British PM’s downward learning curve

May and Carney: recipe for sterling weakness

Theresa May, the British prime minister, has been on a steep learning curve since being catapulted into office in July just three weeks after the British No vote to European Union membership. Over the last month the curve seems to be heading downwards. If she wants to get back to a positive territory, she will need better advisers. A clear indication has come from the weakness of the pound.

There is one lesson from successive sterling crises over the past 100 years that governments ignore at their peril. At a time of foreign exchange market nervousness, creating an impression of divisions with the governor of the Bank of England is a guaranteed source of downward currency pressure.

Over the last few weeks, May has ignored that rule. Perhaps, given the paucity of economic advice she seems to be getting from her Home Office-influenced inner circle at 10 Downing Street, she is unaware it exists.

The damage may well be all the greater on this occasion, since the Bank of England has, since 1997, maintained operational independence in setting interest rates.

When May took over from David Cameron on 13 July, the pound’s trade-weighted index had already fallen 9.3% since the 23 June referendum. This might have been regarded as a helpful legacy. She might arguably have been forecast to benefit from a devaluation-induced pick-up in economic activity.

A two-month interregnum followed in which the trade-weighted index hovered in stable fashion around 80 (January 2005=100). However, since mid-September, the index has dropped a further 6.5%, with most of the decline coming since the Birmingham conference of her Conservative party at the beginning of October. A necessary correction has turned into a potential crisis.

In a conference speech designed to appeal to the party faithful on 5 October, May criticised the Bank of England’s low interest rates and quantitative easing, which she said had led to ‘bad side-effects’ through low returns for hard-pressed savers.

In a passage that seemed to assume that no one outside the conference centre might be paying attention, May added, somewhat ominously, ‘A change has got to come. And we are going to deliver it.’ One senior policy expert, reflecting in far-away Washington on what appeared to be the message, told me, ‘The government seems to have ended the Bank of England’s independence.’

May is following a line of attacks on respective central banks over low interest rates: in the US, by Donald Trump, the Republican presidential candidate; in Germany, by Wolfgang Schäuble, the finance minister. This must be the first time in modern history that central banks are under assault not because money is tight (the politicians’ traditional complaint), but because it is too loose.

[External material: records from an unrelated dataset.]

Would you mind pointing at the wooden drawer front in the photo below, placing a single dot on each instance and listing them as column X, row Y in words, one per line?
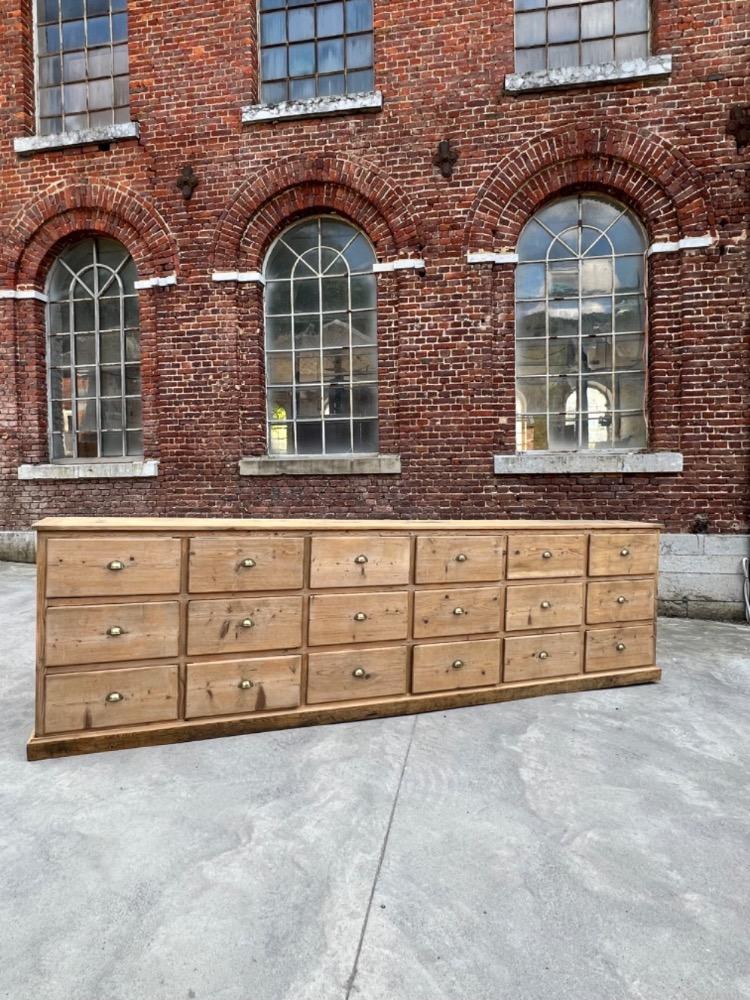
column 238, row 687
column 362, row 673
column 624, row 553
column 112, row 566
column 618, row 648
column 246, row 563
column 98, row 699
column 108, row 633
column 447, row 666
column 337, row 618
column 620, row 601
column 529, row 657
column 241, row 626
column 457, row 612
column 533, row 556
column 360, row 561
column 543, row 605
column 460, row 558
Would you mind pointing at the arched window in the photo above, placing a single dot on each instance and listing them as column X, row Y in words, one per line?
column 580, row 328
column 93, row 353
column 321, row 341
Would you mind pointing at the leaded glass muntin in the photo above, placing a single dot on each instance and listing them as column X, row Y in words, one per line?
column 554, row 34
column 93, row 354
column 320, row 318
column 315, row 48
column 581, row 327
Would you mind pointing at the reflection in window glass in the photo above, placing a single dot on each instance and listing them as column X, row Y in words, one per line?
column 321, row 341
column 580, row 328
column 315, row 49
column 553, row 34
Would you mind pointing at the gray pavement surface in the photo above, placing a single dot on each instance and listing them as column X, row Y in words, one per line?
column 588, row 846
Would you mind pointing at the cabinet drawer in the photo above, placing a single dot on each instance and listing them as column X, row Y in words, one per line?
column 108, row 633
column 449, row 666
column 337, row 618
column 460, row 558
column 112, row 566
column 623, row 553
column 238, row 687
column 246, row 563
column 530, row 657
column 360, row 561
column 457, row 612
column 620, row 601
column 618, row 648
column 103, row 698
column 543, row 605
column 552, row 554
column 244, row 625
column 361, row 673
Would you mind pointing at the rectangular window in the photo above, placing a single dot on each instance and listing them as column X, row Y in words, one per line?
column 553, row 34
column 315, row 49
column 82, row 64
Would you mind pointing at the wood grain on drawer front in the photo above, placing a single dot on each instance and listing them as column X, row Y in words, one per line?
column 543, row 605
column 237, row 687
column 530, row 657
column 552, row 554
column 620, row 648
column 460, row 558
column 337, row 618
column 620, row 601
column 623, row 553
column 449, row 666
column 98, row 699
column 245, row 563
column 243, row 625
column 359, row 673
column 111, row 566
column 461, row 611
column 109, row 633
column 360, row 561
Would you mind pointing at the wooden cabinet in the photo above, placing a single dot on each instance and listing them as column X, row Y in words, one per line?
column 153, row 631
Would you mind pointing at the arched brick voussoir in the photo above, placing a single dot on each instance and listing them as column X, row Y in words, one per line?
column 266, row 203
column 657, row 181
column 27, row 247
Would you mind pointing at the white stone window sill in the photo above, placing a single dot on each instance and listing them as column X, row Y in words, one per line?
column 549, row 463
column 586, row 76
column 325, row 465
column 82, row 137
column 147, row 468
column 314, row 107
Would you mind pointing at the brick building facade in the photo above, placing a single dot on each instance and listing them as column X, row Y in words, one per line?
column 660, row 132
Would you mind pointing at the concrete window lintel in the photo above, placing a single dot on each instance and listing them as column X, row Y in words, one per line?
column 577, row 463
column 583, row 76
column 328, row 465
column 314, row 107
column 148, row 468
column 82, row 137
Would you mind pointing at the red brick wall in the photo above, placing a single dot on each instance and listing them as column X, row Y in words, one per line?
column 447, row 337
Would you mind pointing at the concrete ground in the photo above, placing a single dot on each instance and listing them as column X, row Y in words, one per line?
column 578, row 847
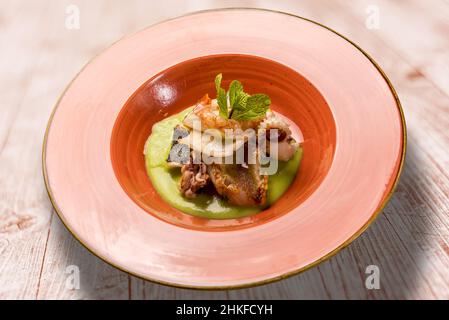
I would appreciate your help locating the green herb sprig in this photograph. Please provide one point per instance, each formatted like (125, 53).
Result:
(242, 106)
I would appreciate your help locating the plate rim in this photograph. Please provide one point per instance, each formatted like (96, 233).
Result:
(327, 256)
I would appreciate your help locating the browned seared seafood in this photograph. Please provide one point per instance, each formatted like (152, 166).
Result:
(193, 178)
(241, 186)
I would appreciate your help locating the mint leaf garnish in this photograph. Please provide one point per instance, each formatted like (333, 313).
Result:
(256, 106)
(242, 106)
(221, 97)
(235, 91)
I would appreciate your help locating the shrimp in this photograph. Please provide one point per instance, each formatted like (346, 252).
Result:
(206, 110)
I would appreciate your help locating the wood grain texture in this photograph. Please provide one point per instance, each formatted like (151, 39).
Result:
(409, 241)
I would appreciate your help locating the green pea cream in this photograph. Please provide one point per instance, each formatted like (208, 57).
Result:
(166, 180)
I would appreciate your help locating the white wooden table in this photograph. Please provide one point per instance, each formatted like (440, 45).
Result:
(409, 242)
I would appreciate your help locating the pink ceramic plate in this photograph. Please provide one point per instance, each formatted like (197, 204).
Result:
(349, 115)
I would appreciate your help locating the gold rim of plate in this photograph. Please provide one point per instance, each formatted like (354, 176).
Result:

The British prime minister’s interest rate offensive is notable because it is the only one voiced when the currency in question is already under pressure. Furthermore, it has been followed up by anti-Bank of England declarations in the press by William Hague, the former UK foreign secretary and Conservative leader widely regarded as a May sympathiser. Mark Carney, the governor – already under fire from Brexit enthusiasts who accuse him of siding with the Remain camp before the referendum – has been forced to state that he does not ‘take instruction’ from politicians. Philip Hammond, the chancellor of the exchequer, has had to issue a ritual defence of Carney’s independence and say he should stay on until the full legal expiry of his term in 2021. All of this only seems to confirm that Carney is under pressure.

Carney has not made his life easier by saying, when he first took the job in 2013, that he wished to serve only until 2018. Some of his adversaries wish to hold him to this. Were Carney to walk away, it would amount to the biggest disagreement at the helm of the Bank since Lord Cromer, the incumbent in 1966, stepped down after a row with Harold Wilson, the prime minister. If that were to happen – just as was the case 50 years ago – sterling would surely be the loser.